The trials and tribulations of dollar bulls are a well honed theme. With the collapse of the dollar, an almost unanimous sentiment, it may be time to think about recovery. A recovery will be the result the Federal Reserve increasing rates when inflationary pressures are feared more than a slowdown in growth and when oil stops surging. These and other factors will become the catalyst for a dollar resurgence. The challenge for the forex trader will be to detect early signs. How can this be accomplished?
The housing sector could provide one of the initial indicators. Housing data for any currency pair, whether it is mortgage debt, housing starts, construction permits, housing prices or others, are leading indicators for the forex trader. The linkage between forex and housing is that when housing prices are rising or expected to rise, central banks have a great reluctance to cut rates, fearing inflation growth. When housing prices are slumping, or expected to decline, central banks obtain breathing room to cut rates because their fear of inflationary pressures is lowered. Mortgage debt financing also plays a key factor in shaping central bank fears. If mortgage debt becomes very large as a percentage of GDP, it means that economic growth is based on highly leveraged capital resulting in instability and undermines monetary policy. The International Monetary Fund (IMF) reports that “residential investments appear to lead the business cycle in many advanced economies, and softening of housing construction may be an important factor leading to a clical downturn.”
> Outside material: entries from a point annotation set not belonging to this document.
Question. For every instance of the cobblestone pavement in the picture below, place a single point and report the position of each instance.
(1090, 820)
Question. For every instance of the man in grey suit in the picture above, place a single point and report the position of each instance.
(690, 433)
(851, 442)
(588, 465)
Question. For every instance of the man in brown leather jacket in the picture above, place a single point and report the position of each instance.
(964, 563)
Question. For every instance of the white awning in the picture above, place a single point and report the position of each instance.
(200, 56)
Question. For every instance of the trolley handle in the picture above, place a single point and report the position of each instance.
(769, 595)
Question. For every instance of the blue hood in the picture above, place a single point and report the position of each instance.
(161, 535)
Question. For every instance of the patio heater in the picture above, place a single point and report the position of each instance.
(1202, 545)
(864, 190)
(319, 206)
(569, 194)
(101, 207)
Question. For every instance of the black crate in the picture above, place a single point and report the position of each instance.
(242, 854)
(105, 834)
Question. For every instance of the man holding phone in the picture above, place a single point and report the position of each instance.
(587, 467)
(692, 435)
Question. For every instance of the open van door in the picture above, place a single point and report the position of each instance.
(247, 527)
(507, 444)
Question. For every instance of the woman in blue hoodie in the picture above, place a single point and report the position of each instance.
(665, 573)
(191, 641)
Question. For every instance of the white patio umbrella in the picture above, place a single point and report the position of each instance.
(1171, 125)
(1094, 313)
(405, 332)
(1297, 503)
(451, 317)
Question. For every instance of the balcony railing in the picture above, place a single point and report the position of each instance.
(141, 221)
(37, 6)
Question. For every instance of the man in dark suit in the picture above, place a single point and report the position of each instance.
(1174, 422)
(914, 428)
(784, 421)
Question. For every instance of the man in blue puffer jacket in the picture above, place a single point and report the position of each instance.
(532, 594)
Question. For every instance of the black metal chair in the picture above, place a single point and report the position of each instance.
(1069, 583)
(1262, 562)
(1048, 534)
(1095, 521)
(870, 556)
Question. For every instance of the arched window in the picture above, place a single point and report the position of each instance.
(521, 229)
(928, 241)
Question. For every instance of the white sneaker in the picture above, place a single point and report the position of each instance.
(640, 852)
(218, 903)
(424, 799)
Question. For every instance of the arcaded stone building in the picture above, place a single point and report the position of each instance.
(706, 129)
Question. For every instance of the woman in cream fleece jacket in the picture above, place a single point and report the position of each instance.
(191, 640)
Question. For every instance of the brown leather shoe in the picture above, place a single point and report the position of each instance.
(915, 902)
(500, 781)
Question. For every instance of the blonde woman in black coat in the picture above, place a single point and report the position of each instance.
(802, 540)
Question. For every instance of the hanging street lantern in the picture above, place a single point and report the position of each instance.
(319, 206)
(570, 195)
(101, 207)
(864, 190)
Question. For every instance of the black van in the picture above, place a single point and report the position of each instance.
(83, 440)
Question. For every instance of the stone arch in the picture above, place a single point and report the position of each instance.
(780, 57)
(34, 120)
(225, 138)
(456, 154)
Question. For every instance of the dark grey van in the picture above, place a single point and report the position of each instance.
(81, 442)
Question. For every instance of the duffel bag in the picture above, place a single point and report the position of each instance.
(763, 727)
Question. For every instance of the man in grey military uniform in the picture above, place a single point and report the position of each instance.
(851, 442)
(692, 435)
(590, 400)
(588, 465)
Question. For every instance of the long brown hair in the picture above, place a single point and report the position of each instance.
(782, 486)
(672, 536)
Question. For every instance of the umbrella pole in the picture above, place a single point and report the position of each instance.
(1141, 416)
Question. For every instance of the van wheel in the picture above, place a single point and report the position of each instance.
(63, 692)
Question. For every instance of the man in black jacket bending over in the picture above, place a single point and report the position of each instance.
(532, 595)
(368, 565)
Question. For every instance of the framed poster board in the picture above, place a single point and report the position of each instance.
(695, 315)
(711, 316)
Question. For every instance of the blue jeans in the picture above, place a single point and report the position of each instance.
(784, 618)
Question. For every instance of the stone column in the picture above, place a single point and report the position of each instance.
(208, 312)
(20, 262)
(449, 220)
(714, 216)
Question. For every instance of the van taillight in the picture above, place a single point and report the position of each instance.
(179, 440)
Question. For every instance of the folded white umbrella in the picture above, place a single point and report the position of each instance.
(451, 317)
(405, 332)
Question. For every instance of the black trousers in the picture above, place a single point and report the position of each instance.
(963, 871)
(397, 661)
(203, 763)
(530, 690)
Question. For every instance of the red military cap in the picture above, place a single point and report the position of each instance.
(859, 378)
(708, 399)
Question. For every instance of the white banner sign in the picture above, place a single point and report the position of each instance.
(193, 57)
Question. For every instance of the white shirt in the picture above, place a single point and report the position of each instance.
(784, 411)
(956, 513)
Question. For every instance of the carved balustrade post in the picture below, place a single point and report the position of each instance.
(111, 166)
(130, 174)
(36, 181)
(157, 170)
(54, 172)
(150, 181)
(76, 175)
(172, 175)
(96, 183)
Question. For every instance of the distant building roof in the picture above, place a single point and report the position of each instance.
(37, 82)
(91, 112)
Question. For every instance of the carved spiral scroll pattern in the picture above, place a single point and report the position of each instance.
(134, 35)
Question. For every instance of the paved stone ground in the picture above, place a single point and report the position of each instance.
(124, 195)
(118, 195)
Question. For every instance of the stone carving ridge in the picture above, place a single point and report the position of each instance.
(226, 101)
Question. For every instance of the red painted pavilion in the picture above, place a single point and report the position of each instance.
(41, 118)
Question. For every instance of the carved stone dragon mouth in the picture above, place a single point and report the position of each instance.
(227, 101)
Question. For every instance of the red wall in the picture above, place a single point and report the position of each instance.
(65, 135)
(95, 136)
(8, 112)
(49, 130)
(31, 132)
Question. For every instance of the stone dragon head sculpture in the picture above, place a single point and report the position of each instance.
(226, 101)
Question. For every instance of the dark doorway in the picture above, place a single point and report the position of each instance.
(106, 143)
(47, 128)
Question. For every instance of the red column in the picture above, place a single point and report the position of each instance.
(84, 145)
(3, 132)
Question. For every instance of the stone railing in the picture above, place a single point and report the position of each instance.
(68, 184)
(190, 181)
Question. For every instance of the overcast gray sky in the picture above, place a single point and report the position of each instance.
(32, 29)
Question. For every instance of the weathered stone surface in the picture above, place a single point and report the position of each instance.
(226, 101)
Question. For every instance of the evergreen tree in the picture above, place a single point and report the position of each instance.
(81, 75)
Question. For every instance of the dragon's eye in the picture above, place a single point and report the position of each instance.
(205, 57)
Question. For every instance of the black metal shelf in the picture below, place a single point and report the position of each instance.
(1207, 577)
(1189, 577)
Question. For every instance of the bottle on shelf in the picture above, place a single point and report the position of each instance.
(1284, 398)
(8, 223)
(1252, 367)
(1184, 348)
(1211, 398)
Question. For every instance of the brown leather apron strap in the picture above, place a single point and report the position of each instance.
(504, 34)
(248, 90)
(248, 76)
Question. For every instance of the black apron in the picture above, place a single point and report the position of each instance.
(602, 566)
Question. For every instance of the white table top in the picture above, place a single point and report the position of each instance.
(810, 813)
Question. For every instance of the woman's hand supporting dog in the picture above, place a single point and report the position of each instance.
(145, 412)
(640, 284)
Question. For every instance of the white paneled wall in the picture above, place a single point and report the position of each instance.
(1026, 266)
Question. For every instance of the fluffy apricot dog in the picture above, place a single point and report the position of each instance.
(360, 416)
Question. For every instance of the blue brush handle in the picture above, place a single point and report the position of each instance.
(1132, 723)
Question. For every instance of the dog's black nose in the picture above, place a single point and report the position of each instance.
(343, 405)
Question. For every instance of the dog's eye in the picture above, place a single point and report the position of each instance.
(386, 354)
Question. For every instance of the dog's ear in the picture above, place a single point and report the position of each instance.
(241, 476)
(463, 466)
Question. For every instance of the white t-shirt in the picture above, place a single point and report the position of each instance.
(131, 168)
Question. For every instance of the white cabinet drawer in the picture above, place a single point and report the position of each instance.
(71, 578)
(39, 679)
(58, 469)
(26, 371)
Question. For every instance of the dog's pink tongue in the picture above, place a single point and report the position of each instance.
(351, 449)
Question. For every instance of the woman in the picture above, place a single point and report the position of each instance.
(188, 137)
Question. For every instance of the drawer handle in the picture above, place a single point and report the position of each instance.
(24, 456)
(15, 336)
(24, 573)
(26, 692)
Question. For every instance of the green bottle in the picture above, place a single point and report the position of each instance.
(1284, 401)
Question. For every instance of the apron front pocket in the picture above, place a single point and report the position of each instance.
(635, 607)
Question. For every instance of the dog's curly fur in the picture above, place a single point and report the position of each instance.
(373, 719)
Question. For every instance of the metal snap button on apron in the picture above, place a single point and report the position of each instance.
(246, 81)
This relationship prevails throughout the G8 economies. Today, it is hard to find any statistics that justify being bullish housing. “Falling together” shows the correlation of the Philadelphia Housing Index and the U.S. dollar.
Yet there may be another force emerging to rescue the dollar: housing affordability. With prices significantly lower, at some point the opportunity to buy an existing or new home will have increased appeal. Of course for those housing flippers who now have to hold onto inventory, lower prices are bad news. But for new entrants into the housing market, there may be bargains soon. We are not at that point yet. But traders should begin to monitor housing affordability indexes that may show the recovery handwriting on the wall.The Housing Affordability Composite Index (HACI) and the report on housing affordability for first time homebuyers are reports to follow. A 100 reading on the HACI indicates that an average family can afford the median price of a home (see “Looking up”). The National Association of Realtors produces these indexes.
We can see in the HACI that market forces are beginning to work. This doesn’t mean that the housing market has bottomed out, but it does mean that bottom fishing is occurring. Increased affordability translates into increased demand and demand translates to decreased probability of further rate cuts.
The housing collapse may have started in the United States but it’s viral in nature and has spread to Great Britain and beyond. Forex opportunities can be found by monitoring global housing statistics.
Based on affordability analysis, a dollar recovery may not be far off. Keep a keen eye on housing markets.